There is informative discussion of this Venn diagram of legal classification in Sobecki and Roger’s chapter in The Chaucer Review of October 2022.[iii] It may also be worth considering the fact that there are numerous entries on plea rolls of the fifteenth century to an offence said to have been set out in a ‘statute de raptu ancille’ (that is, a statute ‘of the rape/ravishment of female servants’).[iv] It seems to be the case, however, that the statute being referred to was not one originally focused on servants, but the 1275 statute of Westminster I, c.13, which was enacted to deal with the raptus of wider categories of women.[v] My tentative deduction is that this was re-imagined as something especially connected to female servants. If I am right, what would such a deepening connection between raptus and female servants tell us about medieval attitudes and the position of the late medieval ancilla? One to ponder.[vi] I am not at a point of being able to date any such change, but it seems to be worth feeding into both the Chaumpaigne-Chaucer discussion, and also the discussions of the vulnerable position of female servants which is likely to arise – indeed it is beginning to arise already – following the re-contextualisation of the Chaucer-Chaumpaigne case as a ‘labourers case’.

[Yes, here it comes]

No doubt the hunt is on for more Chaucer ‘life records’ in relation to this case, and it is obviously something which will attract public interest and resources. Nevertheless, I hope that interest can be broadened beyond the deeds and misdeeds of a particular ‘great man’.  There remains a need to look both at those whose lives are well known to scholars, and also at the many, as yet unknown, individuals, glimpses of whom can be found in legal records, and who are no less deserving of study. In short, we need to pay heed both to ‘insiders’ and to ‘outsiders’ – and, as luck would have it (ready?) we have a conference coming up at Bristol (Call for Papers open as I write …) which will give those interested in Legal History a chance to do just that.

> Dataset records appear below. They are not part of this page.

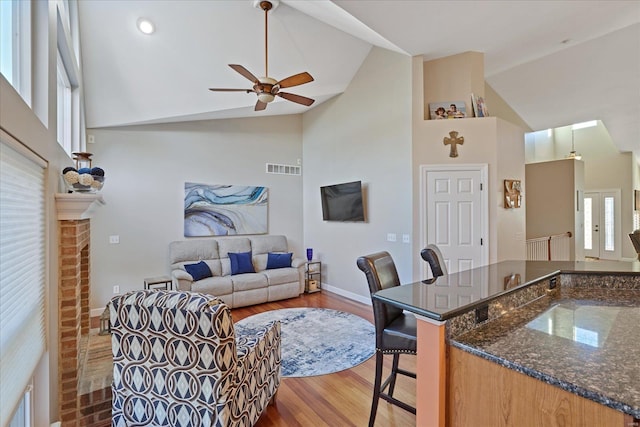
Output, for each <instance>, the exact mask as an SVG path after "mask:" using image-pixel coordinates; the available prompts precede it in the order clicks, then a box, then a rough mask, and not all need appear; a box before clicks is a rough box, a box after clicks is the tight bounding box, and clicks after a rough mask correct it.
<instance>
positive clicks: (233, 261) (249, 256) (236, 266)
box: [229, 251, 256, 275]
mask: <svg viewBox="0 0 640 427" xmlns="http://www.w3.org/2000/svg"><path fill="white" fill-rule="evenodd" d="M229 261H231V274H232V275H233V274H242V273H255V272H256V271H255V270H254V268H253V263H252V262H251V251H249V252H229Z"/></svg>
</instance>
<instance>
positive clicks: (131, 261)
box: [88, 115, 304, 314]
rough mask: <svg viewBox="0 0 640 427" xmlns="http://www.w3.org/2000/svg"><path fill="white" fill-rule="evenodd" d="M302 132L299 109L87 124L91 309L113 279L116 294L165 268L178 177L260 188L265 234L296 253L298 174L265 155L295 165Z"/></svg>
mask: <svg viewBox="0 0 640 427" xmlns="http://www.w3.org/2000/svg"><path fill="white" fill-rule="evenodd" d="M301 131H302V118H301V116H299V115H298V116H269V117H260V118H248V119H235V120H212V121H203V122H186V123H173V124H164V125H148V126H139V127H129V128H126V129H91V130H89V134H93V135H94V136H95V141H96V142H95V143H94V144H90V145H89V146H88V151H90V152H92V153H94V156H93V159H94V162H93V165H94V166H100V167H102V168H103V169H104V170H105V185H104V188H103V189H102V195H103V198H104V199H105V201H106V205H105V206H103V207H101V208H99V209H98V210H97V211H96V214H95V216H94V218H93V219H92V223H91V260H92V265H91V296H90V298H91V300H90V306H91V308H93V309H98V308H102V307H104V306H105V304H106V303H107V301H108V300H109V299H110V298H111V297H112V296H113V286H114V285H118V286H120V292H121V293H124V292H127V291H131V290H135V289H142V288H143V281H144V279H145V278H146V277H153V276H158V275H163V274H169V273H170V270H169V259H168V250H169V243H170V242H171V241H174V240H184V239H185V238H184V229H183V225H184V183H185V182H197V183H204V184H234V185H236V184H237V185H258V186H265V187H268V191H269V213H268V215H269V223H268V232H269V233H270V234H284V235H286V236H287V238H288V239H289V246H290V249H292V250H293V251H294V253H295V254H296V256H300V257H304V253H303V246H304V245H303V239H302V176H289V175H274V174H267V173H265V170H266V168H265V163H267V162H270V163H278V164H287V165H297V161H298V159H301V158H302V133H301ZM111 235H118V236H120V243H119V244H109V236H111ZM94 314H95V313H94Z"/></svg>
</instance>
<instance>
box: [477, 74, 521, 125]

The conference theme (further details here) has been selected with a view to encouraging people to view the history of law in a wider way than only coming from the traditional ‘internal perspective’ of Classical Legal History. The doings of legal professionals and the development of doctrine are, of course, important, but Legal History does need to refresh its connections with scholarship and scholars in both Law and History (and beyond), if it is to avoid becoming a diminishing ox-bow lake of a sub-discipline . We want to take our part in the necessary work of bringing women into the mainstream of Legal History, to contribute to discussions such as that with which this post deals. But it is certainly not just women who could be classed as ‘outsiders’ in the History of Law, and we hope to hear about other groups, and other perspectives, which could enrich and renew Legal History. So do think about how your work might fit in with our theme, and keep those abstracts … flowing in (see picture).

 

Gwen Seabourne

6th May, 2023.

 

 

Gwen Seabourne is Professor of Legal History and co-director of the Bristol Centre for Law and History Research. She is one of the co-ordinators of the British Legal History Conference 2024 in Bristol, which will take as its theme ‘Insiders and Outsiders in the History of Law’.

 

 

[i] See: Samantha Katz Seal, ‘Whose Chaucer: on Cecily Chaumpaigne, Cancellation and the Literary Canon’ The Chaucer Review 57 (2022) 484-97, 493-4.

[ii] LQR 64 (1948) 33-36.

[iii] Euan Roger and Sebastian Sobecki, ‘Geoffrey Chaucer, Cecily Chaumpaigne and the Statute of Laborers: New Records and Old Evidence Reconsidered’, The Chaucer Review 57 (2022) 407-37.

[iv] (1450) KB 27/758 m. 17 (AALT IMG 210); (1460) KB 27/798 m. 18 (AALT IMG 257).

[v] Statutes of the Realm I, 29. KB 27/758 m. 3d (AALT IMG 413).

[vi] Note that some women, at least, did consider it worthwhile to bring up sexual mistreatment when justifying their departure from service before the end of a contract: see CP 40/416 m. 128d (AALT IMG 1247) and CP 40/448 m. 299 d (AALT IMG 1919) – though here a threat to the woman’s life was also mentioned.